Le travail d’abord : Emmanuel Macron dit souhaiter des évolutions, notamment négociées entre les syndicats de travailleurs et le patronat, concernant les augmentations des salaires, l’usure professionnelle, les reconversions tout au long de la carrière et le partage des richesses au sein de l’entreprise. De son côté, l’exécutif aura pour mission de réformer le lycée professionnel, les critères du RSA (revenu de solidarité active) afin de « mieux accompagner » ses bénéficiaires vers l’emploi et de poursuivre la réindustrialisation du pays.

Concernant la « justice et l’ordre républicain », le président a indiqué que les recrutements continueraient dans la justice et dans la gendarmerie et que le gouvernement travaillerait à lutter contre l’immigration illégale tout en assurant un meilleur accueil des migrants. Des « annonces fortes » doivent être faites prochainement en matière de lutte contre la fraude fiscale et sociale.

M. Macron souhaite aussi que les citoyens soient mieux associés à la prise de décision, par exemple sous la forme de consultations telles que les « conventions citoyennes » qui ont eu lieu en matière climatique et sur le thème de la fin de vie.

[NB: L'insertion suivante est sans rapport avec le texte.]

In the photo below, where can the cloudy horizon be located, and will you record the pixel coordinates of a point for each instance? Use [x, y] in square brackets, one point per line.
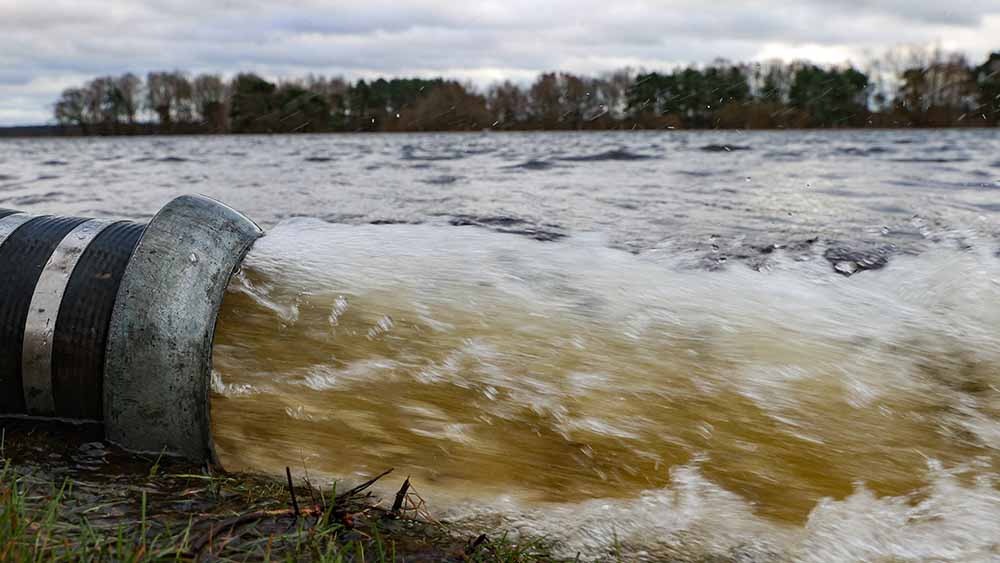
[62, 43]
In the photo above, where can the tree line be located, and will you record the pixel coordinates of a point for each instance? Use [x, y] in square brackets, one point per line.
[916, 88]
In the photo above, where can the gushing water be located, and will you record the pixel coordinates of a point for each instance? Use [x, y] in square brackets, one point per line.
[600, 398]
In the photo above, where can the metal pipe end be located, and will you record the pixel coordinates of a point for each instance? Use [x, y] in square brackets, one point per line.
[158, 360]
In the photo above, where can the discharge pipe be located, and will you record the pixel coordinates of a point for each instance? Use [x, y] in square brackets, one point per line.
[113, 321]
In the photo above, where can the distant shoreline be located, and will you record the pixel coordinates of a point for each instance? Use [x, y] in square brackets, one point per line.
[152, 130]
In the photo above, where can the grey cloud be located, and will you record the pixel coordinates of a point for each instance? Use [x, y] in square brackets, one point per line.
[45, 46]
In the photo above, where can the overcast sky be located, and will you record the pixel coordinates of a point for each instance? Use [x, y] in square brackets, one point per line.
[47, 45]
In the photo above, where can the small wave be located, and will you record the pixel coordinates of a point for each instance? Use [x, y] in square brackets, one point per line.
[855, 151]
[614, 154]
[33, 199]
[698, 173]
[442, 180]
[784, 154]
[724, 148]
[411, 152]
[510, 225]
[391, 222]
[849, 261]
[932, 160]
[533, 164]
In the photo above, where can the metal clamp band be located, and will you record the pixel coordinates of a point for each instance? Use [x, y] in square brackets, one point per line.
[10, 223]
[40, 325]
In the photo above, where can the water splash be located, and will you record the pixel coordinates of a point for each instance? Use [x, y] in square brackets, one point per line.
[592, 395]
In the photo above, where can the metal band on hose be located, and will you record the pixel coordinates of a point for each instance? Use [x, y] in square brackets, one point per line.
[113, 321]
[24, 253]
[40, 324]
[9, 222]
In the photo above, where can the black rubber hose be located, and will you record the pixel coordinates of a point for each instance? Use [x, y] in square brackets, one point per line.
[82, 326]
[22, 258]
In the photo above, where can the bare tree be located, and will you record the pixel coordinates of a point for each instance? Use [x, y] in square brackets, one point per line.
[71, 108]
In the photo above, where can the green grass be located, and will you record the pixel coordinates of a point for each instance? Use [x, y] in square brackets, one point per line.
[161, 516]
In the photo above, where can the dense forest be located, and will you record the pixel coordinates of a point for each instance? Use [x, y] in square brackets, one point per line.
[921, 89]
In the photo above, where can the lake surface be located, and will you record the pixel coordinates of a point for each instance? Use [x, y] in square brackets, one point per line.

Troisièmement, Emmanuel Macron a indiqué le cap du « progrès », afin d’améliorer les services publics de l’Éducation nationale et de la santé notamment, qui font face à des difficultés sérieuses. Une « planification écologique » sera dévoilée d’ici l’été.

L’intervention du président n’a pas suscité l’approbation de ses opposants. Du côté des syndicats, la nouvelle secrétaire générale de la CGT Sophie Binet, interrogée sur LCI, s’est demandé « sur quelle planète vit Emmanuel Macron ? ». Selon elle, « pour des millions de salariés » cette réforme représente « deux années de vie » et n’a « aucune urgence économique ».

Elle regrette que les chantiers proposés par le président ne soient pas concrets ou qu’ils soient divisifs, à l’instar, juge-t-elle, de la réforme du lycée professionnel et du RSA. « Les clefs de la sortie de crise sont dans la main du président », a-t-elle détaillé : après avoir demandé de suspendre la promulgation de la loi, l’intersyndicale suggère qu’un referendum soit organisé — sans succès.

Face à la « colère » qui s’est exprimée dans la rue, Emmanuel Macron a déclaré que « personne ne peut rester sourd à cette revendication de justice sociale et de rénovation de notre vie démocratique. »

Ainsi, le gouvernement et la Première ministre restent en place. Emmanuel Macron a proposé de faire « un premier bilan » de cette feuille de route le 14 juillet prochain. D’ici là, après une tournée internationale intense, le chef de l’État devrait revenir au contact des Français avec des déplacements dès cette semaine.

Il en appelle à l’« esprit de responsabilité qui doit nous animer » afin de faire face aux défis à venir, à l’image du changement climatique et des « révolutions technologiques ».

Les syndicats et les forces politiques de gauche ont appelé à une nouvelle mobilisation sociale le 1er mai, jour de la fête du travail en France.